La lettre du Refuge (juin 2023)

Chers amis,

J’espère que vous allez bien. Le printemps est bien installé, et déjà on ressent les premières chaleurs, les hirondelles et les huppes fasciées, ces oiseaux au plumage multicolore, sont de retour depuis quelques semaines déjà. Et c’est un vrai bonheur, le Refuge regorge de vie ; une chouette effraie niche dans le grenier du moulin ; chaque fin d’après-midi, un hérisson vient prendre une collation devant la maison ; en puisant de l’eau dans un fossé peu profond derrière la maison, je trouve même un goujon. Deux agneaux sont nés, l’un le 28 mars, l’autre le 8 avril, jour auspicieux, puisqu’on célèbre ce jour-là la naissance du Bouddha.
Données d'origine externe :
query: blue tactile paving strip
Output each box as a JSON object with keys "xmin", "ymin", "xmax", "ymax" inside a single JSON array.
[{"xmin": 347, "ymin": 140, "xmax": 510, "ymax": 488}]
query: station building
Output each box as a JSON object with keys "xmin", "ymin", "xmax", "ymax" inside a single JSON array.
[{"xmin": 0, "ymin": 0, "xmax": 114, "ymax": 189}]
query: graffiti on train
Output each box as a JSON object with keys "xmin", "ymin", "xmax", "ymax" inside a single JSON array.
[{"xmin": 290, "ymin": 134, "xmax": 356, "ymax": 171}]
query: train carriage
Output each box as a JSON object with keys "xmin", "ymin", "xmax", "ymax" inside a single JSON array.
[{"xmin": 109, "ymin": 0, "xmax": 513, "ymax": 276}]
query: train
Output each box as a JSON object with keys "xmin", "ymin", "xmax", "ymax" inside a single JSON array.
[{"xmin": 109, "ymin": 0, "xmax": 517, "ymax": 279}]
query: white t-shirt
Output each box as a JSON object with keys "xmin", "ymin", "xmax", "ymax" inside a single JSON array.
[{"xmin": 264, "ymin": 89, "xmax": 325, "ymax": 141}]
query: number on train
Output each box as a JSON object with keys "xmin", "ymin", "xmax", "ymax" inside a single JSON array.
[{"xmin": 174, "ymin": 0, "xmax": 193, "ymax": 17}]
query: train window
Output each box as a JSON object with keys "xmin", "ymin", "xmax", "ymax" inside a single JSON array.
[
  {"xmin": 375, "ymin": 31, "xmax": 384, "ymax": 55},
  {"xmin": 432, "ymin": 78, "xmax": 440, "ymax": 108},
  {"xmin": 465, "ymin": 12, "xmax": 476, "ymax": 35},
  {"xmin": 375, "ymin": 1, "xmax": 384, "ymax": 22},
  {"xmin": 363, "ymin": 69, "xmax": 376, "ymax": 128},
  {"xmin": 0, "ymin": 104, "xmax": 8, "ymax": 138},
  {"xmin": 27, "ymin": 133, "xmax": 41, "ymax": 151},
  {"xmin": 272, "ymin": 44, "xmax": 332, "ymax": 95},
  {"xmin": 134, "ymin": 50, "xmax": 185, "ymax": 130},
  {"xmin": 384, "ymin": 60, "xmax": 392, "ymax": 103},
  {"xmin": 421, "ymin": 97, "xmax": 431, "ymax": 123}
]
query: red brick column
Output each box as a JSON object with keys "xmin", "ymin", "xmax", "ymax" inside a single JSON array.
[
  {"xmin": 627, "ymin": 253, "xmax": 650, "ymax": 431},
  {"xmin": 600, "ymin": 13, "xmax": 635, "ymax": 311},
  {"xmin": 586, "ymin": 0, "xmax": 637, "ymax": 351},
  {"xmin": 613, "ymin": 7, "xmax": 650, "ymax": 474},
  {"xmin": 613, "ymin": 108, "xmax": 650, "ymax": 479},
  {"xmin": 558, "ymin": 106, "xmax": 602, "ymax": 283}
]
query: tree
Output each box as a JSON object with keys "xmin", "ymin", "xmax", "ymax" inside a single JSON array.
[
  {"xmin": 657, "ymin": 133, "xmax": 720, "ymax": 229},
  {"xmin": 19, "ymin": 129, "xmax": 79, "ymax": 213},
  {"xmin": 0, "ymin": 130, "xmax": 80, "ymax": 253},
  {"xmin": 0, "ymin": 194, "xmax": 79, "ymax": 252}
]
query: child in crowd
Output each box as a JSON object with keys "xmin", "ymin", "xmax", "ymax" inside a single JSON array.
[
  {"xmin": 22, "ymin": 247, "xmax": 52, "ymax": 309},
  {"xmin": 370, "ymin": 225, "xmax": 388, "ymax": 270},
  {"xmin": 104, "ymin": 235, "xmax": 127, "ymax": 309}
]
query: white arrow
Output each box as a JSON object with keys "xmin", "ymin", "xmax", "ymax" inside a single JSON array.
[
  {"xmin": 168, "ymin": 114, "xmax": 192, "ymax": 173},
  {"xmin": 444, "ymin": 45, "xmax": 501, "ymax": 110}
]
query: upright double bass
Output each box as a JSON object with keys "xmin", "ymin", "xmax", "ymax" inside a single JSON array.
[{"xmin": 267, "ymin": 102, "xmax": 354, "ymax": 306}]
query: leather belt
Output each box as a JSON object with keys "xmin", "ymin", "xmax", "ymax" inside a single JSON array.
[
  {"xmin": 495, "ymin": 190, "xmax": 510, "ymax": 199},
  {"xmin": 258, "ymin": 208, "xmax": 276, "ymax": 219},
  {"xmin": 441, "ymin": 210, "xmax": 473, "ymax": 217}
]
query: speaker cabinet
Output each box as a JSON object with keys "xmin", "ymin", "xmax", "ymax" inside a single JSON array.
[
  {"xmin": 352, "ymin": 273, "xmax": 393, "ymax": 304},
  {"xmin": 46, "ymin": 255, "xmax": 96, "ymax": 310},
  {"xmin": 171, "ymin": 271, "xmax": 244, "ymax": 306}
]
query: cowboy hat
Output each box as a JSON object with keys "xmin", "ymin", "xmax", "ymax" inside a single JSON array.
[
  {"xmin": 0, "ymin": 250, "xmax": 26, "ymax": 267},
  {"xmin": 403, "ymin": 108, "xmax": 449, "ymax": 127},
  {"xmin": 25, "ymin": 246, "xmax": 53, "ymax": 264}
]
Au détour d’un document administratif, je découvre que le Refuge se trouve dans une ZNIEFF de type 1. Bigre, kézaco, me diriez-vous, et c’est ce que je me suis dit aussi. Le terme, pour le moins étrange, est l’acronyme de Zones Naturelles d’Intérêt Écologique, Faunistique et Floristique (sic) ; il désigne des espaces naturels spécifiquement inventoriés en raison de leur caractère remarquable. Les zones de type 1, de superficie réduite, sont des zones dites de grand intérêt biologique ou écologique, «Elles recensent des espaces homogènes d’un point de vue écologique et qui abritent au moins une espèce et/ou un habitat rares menacés.» La France compte actuellement 1692 ZNIEFF de type 1. (Source : Ministère de l’Environnement). En bref, ici, il n’y a d’autre choix que de protéger la vie.

Les travaux

Ils avancent à grands pas. Toute la partie ouest du bâtiment principal sera intégralement aménagée cette année. À l’extérieur, nous avons fini d’achever l’aire réservée à la pédoépuration.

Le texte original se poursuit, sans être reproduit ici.